While the volume of the output of any part of the Japanese film industry makes truly comprehensive studies impossible, Sharp goes a long way towards giving an in-depth overview (if such a thing is truly possible) of the Japanese sex film industry, especially in light of its importance as a training ground and launching pad for many of the luminaries of Japanese cinema.
Thanks to nature of Japanese obscenity and censorship laws, and the lack of anti-sexuality culture that is part and parcel of the Abramic religions (Judaism, Christianity and Islam) the soft-core sex film, or Pinku-Eiga, literally "Pink-Film" was a staple of the Japanese cinema from the mid 1960s through the late 1980s as the film and theatre companies tried to compete with television for viewers. Since this was the largest segment of the independent film market in Japan, it was the primary area for talented writers, directors and cinematographers to gain skills and some recognition without the coveted degrees from the most prestigious colleges and long apprenticeships required by the major studios.
While the book is chock full of racy pictures and clips from the films discussed, it is primarily a history of the industry and its major players, not an exhaustive collection of reviews or analyses of the films themselves. As such, it should be required reading for any student of Japanese cinema and/or the Japanese film industry, as it makes clear the connection between this barely legitimate end of the industry with the better known and more respectable output of the major studios.
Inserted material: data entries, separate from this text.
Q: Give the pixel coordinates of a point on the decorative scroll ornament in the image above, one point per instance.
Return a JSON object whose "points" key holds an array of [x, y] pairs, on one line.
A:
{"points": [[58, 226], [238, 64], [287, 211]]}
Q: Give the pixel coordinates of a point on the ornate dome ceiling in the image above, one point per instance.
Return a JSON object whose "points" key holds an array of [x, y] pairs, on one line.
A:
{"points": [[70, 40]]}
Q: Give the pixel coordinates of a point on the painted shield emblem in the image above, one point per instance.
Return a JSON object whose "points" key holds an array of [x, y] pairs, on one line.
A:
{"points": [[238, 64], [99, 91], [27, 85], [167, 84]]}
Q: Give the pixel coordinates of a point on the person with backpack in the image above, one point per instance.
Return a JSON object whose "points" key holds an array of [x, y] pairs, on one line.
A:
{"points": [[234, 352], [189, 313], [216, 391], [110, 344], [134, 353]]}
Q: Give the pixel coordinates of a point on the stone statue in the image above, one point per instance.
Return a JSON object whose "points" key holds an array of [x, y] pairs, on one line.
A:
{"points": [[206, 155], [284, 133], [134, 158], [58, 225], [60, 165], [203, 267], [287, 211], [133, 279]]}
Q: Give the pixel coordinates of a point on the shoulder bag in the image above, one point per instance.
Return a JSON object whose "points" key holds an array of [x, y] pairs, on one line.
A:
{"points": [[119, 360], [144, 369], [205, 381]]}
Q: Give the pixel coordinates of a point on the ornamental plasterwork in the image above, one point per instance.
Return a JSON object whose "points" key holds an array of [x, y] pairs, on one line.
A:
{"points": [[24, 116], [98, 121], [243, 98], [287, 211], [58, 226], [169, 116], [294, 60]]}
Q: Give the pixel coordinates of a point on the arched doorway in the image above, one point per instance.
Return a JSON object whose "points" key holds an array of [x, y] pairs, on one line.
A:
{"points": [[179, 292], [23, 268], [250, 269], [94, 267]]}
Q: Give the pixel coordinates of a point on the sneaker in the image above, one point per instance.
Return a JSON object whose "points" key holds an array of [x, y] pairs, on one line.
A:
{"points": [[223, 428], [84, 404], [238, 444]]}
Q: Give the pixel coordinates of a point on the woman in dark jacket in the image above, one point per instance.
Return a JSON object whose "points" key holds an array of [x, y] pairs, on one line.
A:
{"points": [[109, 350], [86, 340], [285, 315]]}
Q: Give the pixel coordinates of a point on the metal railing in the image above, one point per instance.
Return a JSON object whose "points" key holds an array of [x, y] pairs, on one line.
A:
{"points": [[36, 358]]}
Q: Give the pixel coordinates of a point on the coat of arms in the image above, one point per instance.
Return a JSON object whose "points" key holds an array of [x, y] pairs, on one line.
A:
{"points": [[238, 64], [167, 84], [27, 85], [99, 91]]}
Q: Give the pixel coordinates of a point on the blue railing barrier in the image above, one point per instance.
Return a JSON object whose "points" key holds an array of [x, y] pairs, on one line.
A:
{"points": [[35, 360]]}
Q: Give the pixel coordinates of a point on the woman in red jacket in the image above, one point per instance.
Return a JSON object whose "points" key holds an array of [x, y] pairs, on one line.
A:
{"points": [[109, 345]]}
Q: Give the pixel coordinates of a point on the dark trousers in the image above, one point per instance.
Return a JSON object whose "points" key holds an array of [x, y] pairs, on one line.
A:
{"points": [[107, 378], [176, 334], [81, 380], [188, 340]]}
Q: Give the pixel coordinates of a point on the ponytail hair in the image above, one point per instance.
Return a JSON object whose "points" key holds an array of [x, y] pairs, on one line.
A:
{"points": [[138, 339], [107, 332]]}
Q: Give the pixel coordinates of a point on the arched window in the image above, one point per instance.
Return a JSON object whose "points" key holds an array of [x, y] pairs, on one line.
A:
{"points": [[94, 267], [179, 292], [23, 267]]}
In addition, several chapters chart the frequently lost and forgotten connection of the Japanese avant-garde art community, the independent film community and the radical global politics of the late sixties and early seventies.
Because of it's cover and the volume of photos one can see by flipping through the pages, it's easy to dismiss "Behind the Pink Curtain" as just a risque, exploitation coffee-table book masquerading as film scholarship, but it is truly an in depth history of an often neglected part of the Japanese film industry, and to date the most exhaustive treatment of the subject published in the English language.